Searching “Medicare” within the Google app store, which is where Android users go, yielded many results. “What's Covered” was initially on the list, but it's far from the only real Medicare-related app around the platform. Same experience of the Apple app store, where it took the Roneys a few minutes to sort out which one was the CMS tool. (It is the one which says “Official Medicare coverage app,” made by the “Centers for Medicare & Medicaid Services.”)
Having completed this area of the process, we managed to move on.
Opening the app immediately gave each of us a search bar to type in a service or product. (I had been experimenting, too, though still 40 years shy of Medicare eligibility.) Additionally, there are a choice to browse all items and services to determine repairs are covered.
A note to readers: I would not recommend telling your pals you have a fun new game on your phone and then ask them to on-site visit medical procedures to see if they're included in Medicare. I'm able to say from experience, it won't cause you to the most popular 20-something at brunch.
The Roneys' next challenge: figuring out the “search” function.

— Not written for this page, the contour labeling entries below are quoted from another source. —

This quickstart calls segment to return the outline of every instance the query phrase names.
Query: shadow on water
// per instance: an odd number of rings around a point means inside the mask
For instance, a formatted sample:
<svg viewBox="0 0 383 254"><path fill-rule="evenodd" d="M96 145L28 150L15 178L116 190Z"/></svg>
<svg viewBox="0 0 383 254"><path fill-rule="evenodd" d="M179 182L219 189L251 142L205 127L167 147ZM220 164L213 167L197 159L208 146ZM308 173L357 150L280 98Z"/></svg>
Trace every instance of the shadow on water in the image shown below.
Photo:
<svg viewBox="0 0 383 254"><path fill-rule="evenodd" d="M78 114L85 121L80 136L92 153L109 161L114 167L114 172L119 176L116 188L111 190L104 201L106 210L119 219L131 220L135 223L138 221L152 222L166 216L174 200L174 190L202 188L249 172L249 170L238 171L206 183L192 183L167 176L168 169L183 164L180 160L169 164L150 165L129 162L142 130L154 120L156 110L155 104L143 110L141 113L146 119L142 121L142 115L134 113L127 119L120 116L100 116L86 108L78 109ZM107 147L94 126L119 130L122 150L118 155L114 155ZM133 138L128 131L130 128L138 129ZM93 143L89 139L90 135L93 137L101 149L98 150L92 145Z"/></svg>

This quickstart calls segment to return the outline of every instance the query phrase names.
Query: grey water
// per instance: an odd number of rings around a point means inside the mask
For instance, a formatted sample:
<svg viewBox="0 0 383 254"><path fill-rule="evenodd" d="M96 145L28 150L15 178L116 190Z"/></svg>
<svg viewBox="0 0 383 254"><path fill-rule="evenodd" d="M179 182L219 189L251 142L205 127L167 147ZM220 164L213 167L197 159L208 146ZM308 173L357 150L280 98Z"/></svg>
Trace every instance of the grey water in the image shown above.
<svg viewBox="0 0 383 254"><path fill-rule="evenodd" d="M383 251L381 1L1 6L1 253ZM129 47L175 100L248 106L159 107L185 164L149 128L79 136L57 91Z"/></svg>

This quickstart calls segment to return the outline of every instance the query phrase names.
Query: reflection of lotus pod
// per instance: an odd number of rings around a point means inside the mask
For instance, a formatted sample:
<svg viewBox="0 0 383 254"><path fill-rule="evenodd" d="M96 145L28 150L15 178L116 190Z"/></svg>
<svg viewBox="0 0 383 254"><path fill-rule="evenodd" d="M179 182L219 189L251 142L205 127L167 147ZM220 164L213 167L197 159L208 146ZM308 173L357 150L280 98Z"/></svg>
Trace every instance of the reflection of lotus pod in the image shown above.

Lisa Roney entered “dexa scan,” a test her doctor recommended she, like many women her age, undergo to check for osteoporosis.
It yielded no results. To locate it, Lisa had to search through the list of covered procedures and visit “bone mass measurements.” There, she learned that Medicare part b covers such tests once every two years, but nowhere within the information did the word “dexa scan” – the term her doctor used – appear.
Along the way in which, she checked her coverage manual and located no additional information. And, within the time it took her to go through these steps, her husband, Milt, got fed up and merely Googled it. He found the answer immediately.
Such issues with search specificity might be common. One reviewer on the Apple Store lodged a similar complaint.
“You need to know the right terms or see the entire alphabetical index and select likely candidates,” the user wrote. “For instance 'knee brace' comes up with nothing (you need to know to look for generic term 'brace').”
Ultimately, the app is just one other way for beneficiaries, their families and providers to obtain the same information available on the web site and printed within the old-fashioned paper manual they receive by mail. It even uses the same fonts and little apple icons that denote which procedures count as “preventive.”
Schwarz, in the Medicare Rights Center, said lots of beneficiaries will use the electronic resources to determine coverage, but they also get help from social workers, volunteers at nonprofits and family members in their research. The app might help those people access information when they don't wish to use the mobile medicare.gov site, which Schwarz called “not particularly great.”
There is also no information about how to choose a prescription medication plan, or any other supplemental insurance like Medicare Advantage or Medigap plans, what are real and complicated decisions beneficiaries must deal with. But those decisions require more personal information, that the app can't support at this time.
It's also important to remember, Schwarz said, that Medicare doesn't cover only seniors. People of all ages with disabilities also rely on Medicare for health coverage, and they will dsicover the app simpler to use than the traditional website.
The Roneys were unimpressed.
“I'm probably going to delete it immediately after you depart,” Lisa Roney concluded.